چون ندارد روی همچون آفتاب ** او نخواهد جز شبی همچون نقاب
Dikeninde bir gül yaprağı bile bulunmadığından baharlar onun sırlarına düşman kesilmiştir.2920
برگ یک گل چون ندارد خار او ** شد بهاران دشمن اسرار او
Fakat bahar, baştan ayağa kadar gül ve süsen olana iki aydın gözdür.
و انکه سر تا پا گل است و سوسن است ** پس بهار او را دو چشم روشن است
Mânadan mahrum olan diken, gül bahçesiyle bir arada bulunabilmek için güz mevsimini ister güz mevsimini!
خار بیمعنی خزان خواهد خزان ** تا زند پهلوی خود با گلستان
Çünkü güz, hem gülün öğünecek halini, hem dikenin ayıbını örter. Bu suretle sen de onun rengiyle bunun halini görmezsin.
تا بپوشد حسن آن و ننگ این ** تا نبینی رنگ آن و رنگ این
Şu halde güz, dikenin hayatıdır, baharıdır. Çünkü güzün ikisi de bir görünür.
پس خزان او را بهار است و حیات ** یک نماید سنگ و یاقوت زکات
Ama bahçıvan, gülü güzün de görür. Bu bir kişinin görüşü yok mu? Yüzlerce cihanın görüşünden iyidir.2925
باغبان هم داند آن را در خزان ** لیک دید یک به از دید جهان
Zaten Cihan o bir kişiden ibarettir. Geri kalanlar, hep onun tâbileridir, hep onun yüzünden geçinenlerdir.
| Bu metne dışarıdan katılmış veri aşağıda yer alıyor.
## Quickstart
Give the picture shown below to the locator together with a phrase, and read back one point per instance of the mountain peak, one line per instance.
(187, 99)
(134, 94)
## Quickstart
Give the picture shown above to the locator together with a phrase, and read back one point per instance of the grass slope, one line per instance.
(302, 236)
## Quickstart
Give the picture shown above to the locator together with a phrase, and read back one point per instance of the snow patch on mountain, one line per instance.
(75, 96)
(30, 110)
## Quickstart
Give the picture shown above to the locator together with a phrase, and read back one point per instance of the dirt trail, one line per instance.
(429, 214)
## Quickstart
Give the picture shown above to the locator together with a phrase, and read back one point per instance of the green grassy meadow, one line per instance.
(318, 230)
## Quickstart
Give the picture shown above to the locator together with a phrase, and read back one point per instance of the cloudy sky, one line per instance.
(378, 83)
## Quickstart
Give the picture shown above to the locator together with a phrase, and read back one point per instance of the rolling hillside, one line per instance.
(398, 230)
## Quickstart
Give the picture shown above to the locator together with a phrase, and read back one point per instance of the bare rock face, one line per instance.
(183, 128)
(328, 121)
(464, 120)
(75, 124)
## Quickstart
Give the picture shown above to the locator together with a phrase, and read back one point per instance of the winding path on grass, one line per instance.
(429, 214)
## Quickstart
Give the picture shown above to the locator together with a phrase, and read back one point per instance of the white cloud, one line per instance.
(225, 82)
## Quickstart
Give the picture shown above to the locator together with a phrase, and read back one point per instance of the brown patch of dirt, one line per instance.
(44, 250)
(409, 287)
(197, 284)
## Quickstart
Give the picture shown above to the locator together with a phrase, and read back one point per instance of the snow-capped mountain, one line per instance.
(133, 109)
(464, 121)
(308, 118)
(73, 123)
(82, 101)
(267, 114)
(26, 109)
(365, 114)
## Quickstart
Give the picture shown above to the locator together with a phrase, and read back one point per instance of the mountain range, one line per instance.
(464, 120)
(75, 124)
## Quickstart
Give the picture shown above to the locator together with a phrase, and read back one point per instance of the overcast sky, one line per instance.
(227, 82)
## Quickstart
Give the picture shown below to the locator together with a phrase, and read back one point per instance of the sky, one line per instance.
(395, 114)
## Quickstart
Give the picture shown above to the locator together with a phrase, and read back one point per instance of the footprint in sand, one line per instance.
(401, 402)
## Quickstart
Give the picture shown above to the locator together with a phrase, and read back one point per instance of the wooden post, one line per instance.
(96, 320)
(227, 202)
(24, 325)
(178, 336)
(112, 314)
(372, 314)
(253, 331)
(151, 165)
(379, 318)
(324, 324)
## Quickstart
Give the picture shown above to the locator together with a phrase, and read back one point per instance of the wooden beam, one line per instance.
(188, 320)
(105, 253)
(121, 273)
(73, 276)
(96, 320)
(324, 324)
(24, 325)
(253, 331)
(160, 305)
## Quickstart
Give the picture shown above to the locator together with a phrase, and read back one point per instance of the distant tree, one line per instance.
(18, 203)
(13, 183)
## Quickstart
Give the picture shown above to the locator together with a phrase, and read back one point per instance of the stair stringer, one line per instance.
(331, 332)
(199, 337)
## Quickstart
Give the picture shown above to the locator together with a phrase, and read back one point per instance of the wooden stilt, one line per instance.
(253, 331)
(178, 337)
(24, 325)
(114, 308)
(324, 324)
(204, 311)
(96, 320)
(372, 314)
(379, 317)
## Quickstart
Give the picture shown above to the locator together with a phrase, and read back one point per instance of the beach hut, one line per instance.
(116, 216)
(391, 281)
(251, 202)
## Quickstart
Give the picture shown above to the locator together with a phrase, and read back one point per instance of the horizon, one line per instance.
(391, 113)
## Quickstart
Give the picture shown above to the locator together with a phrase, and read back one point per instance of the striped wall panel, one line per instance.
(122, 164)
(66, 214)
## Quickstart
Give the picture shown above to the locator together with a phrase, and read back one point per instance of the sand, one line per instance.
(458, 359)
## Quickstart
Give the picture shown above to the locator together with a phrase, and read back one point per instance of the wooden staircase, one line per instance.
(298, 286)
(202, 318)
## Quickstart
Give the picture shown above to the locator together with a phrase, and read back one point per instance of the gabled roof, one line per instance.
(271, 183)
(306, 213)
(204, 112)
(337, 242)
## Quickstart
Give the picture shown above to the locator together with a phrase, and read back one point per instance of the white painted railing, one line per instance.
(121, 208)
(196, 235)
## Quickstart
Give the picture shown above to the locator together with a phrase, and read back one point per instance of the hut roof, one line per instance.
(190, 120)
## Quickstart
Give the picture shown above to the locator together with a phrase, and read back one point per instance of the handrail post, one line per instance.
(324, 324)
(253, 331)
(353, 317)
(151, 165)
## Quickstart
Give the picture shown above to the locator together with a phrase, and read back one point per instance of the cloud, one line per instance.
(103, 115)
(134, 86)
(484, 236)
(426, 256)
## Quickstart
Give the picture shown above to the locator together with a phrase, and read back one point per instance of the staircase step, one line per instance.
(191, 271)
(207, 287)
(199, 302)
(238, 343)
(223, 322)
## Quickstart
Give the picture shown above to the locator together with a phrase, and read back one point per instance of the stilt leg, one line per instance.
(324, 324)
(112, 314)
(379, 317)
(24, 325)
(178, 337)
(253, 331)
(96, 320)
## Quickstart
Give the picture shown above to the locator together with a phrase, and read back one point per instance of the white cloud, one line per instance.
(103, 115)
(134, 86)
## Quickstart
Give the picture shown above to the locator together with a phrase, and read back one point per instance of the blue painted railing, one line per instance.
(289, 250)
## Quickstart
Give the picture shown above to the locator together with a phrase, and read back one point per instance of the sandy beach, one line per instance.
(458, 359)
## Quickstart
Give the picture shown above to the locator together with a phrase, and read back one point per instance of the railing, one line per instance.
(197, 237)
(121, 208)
خود جهان آن یک کس است او ابله است ** هر ستاره بر فلک جزو مه است
Onun için bütün güzel çiçekler “ Müjde, müjde; işte bahar gelmekte “ deyip dururlar;
پس همیگویند هر نقش و نگار ** مژده مژده نک همیآید بهار
Çiçekler, akarsu zinciri gibi parlamak, meyveler, tomurcuklanmak için hep baharı isterler.
تا بود تابان شکوفه چون زره ** کی کند آن میوهها پیدا گره
Baharda çiçek dökülünce meyve baş gösterir. Ten de harap olunca can görünür.
چون شکوفه ریخت میوه سر کند ** چون که تن بشکست جان سر بر زند
Meyve mânadır, çiçek onun sûreti. O çiçek, müjdedir, meyve de nimeti!2930
میوه معنی و شکوفه صورتش ** آن شکوفه مژده میوه نعمتش
Çiçek döküldü mü meyve meydana çıkar. O kayboldu mu bu fazlasıyla görünür.
چون شکوفه ریخت میوه شد پدید ** چون که آن کم شد شد این اندر مزید
Ekmek kırılıp yenmeyince kuvvet verir mi; salkımlar sıkılmadıkça şarap olur mu?